Ce n'est que le 25 mai 2016, épaulé par le Centre d'amitié autochtone de Val-d'Or, qu'il a pu rencontrer des représentants du Directeur des poursuites criminelles et pénales (DPCP), le procureur en chef de l'Abitibi et une procureure de Val-d'Or. Mathieu Papatie, qui souhaitait comprendre ce qui s'était passé, aurait toutefois eu bien peu d'explications.

Dorothée Chrétien, intervenante du Centre d'amitié autochtone de Val-d'Or, accompagnait M. Papatie lors de son témoignage à la commission d'enquête, ainsi que lors de la rencontre de 2016. Elle a déclaré à la commission que M. Papatie n'avait pas eu le sentiment d'avoir été écouté lors de cette rencontre. « Ils auraient pu lui offrir de jaser après, prendre un café, l'écouter, laisser la place qu'il n'a pas eue depuis toutes ces années-là », a-t-elle déploré.
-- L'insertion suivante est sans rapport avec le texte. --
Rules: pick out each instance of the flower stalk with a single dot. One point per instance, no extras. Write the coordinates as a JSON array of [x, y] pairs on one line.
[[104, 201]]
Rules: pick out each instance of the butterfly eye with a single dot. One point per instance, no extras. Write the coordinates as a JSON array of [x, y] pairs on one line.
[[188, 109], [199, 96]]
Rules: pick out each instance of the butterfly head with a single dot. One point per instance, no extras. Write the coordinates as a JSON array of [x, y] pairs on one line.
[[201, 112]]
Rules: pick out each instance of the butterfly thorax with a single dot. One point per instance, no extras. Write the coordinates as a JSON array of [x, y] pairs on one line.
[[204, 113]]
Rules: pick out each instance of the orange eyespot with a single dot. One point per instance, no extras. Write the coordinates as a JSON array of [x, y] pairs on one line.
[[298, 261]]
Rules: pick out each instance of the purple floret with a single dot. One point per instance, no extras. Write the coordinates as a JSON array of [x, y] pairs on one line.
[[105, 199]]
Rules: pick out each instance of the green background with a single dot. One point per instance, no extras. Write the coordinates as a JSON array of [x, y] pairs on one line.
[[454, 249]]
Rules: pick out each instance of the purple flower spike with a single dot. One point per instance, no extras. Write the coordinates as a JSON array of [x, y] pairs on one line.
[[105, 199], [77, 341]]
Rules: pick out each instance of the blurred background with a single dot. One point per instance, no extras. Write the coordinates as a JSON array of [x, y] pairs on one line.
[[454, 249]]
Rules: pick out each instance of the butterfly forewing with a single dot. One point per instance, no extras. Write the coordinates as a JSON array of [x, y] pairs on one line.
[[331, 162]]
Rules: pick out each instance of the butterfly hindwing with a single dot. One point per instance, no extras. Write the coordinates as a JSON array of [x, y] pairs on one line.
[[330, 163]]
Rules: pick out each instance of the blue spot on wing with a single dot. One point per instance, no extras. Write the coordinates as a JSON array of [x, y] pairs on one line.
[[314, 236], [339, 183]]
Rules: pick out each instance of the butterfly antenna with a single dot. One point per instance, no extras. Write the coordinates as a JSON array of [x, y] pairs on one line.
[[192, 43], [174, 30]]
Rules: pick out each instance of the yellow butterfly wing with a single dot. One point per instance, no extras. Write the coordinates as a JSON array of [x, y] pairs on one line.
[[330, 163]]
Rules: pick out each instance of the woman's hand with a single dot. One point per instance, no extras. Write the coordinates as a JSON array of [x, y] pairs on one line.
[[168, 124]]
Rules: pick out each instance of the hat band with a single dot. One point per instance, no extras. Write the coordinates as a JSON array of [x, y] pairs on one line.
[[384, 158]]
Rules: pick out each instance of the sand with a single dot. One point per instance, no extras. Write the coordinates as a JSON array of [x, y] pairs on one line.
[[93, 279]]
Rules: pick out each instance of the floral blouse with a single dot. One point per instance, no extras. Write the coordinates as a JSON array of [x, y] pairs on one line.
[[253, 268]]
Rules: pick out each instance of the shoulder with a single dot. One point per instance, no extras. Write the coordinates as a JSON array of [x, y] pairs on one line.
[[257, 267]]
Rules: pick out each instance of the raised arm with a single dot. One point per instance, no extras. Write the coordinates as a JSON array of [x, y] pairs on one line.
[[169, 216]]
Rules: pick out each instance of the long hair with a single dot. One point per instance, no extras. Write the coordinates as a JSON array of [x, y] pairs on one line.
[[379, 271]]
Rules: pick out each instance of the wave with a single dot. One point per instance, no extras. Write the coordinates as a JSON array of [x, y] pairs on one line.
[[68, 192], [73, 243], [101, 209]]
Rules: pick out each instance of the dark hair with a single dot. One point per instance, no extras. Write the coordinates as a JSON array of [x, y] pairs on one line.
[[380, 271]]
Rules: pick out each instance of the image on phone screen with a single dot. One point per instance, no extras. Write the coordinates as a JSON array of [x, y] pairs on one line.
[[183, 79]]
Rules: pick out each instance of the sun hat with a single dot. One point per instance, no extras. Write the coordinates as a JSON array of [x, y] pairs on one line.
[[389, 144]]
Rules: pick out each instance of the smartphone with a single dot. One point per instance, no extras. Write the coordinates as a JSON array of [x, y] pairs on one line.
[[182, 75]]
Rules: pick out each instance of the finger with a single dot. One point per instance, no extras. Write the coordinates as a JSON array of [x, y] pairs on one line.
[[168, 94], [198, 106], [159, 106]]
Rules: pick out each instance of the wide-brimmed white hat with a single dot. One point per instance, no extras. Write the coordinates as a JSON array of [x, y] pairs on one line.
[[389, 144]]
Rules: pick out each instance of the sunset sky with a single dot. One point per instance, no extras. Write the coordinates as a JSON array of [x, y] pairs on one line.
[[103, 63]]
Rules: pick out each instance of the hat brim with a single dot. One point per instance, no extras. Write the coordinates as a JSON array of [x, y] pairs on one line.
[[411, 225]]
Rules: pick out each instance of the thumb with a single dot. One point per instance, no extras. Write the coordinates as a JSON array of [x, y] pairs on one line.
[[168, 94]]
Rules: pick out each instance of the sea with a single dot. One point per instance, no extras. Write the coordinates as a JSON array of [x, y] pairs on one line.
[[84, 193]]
Étant donné les délais dépassés depuis les faits allégués, on l'a informé, lors de cette rencontre, qu'il n'était pas possible d'intenter de nouvelles procédures contre la famille d'accueil. On n'a également pas pu lui confirmer si la famille d'accueil continuait de prendre en charge des jeunes.

Dénoncer rapidement

M. Papatie a conclu son témoignage avec résilience, en invitant les victimes à dénoncer rapidement les agresseurs. « J'aimerais qu'il n'y ait pas d'autres enfants qui subissent la même affaire que moi, ce n'est pas une bonne idée d'attendre trop longtemps, a-t-il souligné. J'aimerais laisser le message aux autres enfants, ne cachez pas cela en vous. Continuez à vous battre. »

La Sûreté du Québec n'a pas souhaité commenter le témoignage, précisant que l'organisation ne commentait pas les commissions d'enquête, tout comme le Directeur des poursuites criminelles et pénales.

Le procureur qui représentait le DPCP à la commission d'enquête, Maxime Laganière, a toutefois demandé plusieurs précisions au témoin, dont il a aussi souligné la participation : « Je tiens à vous remercier de votre présence ici, c'est fort apprécié », a-t-il déclaré.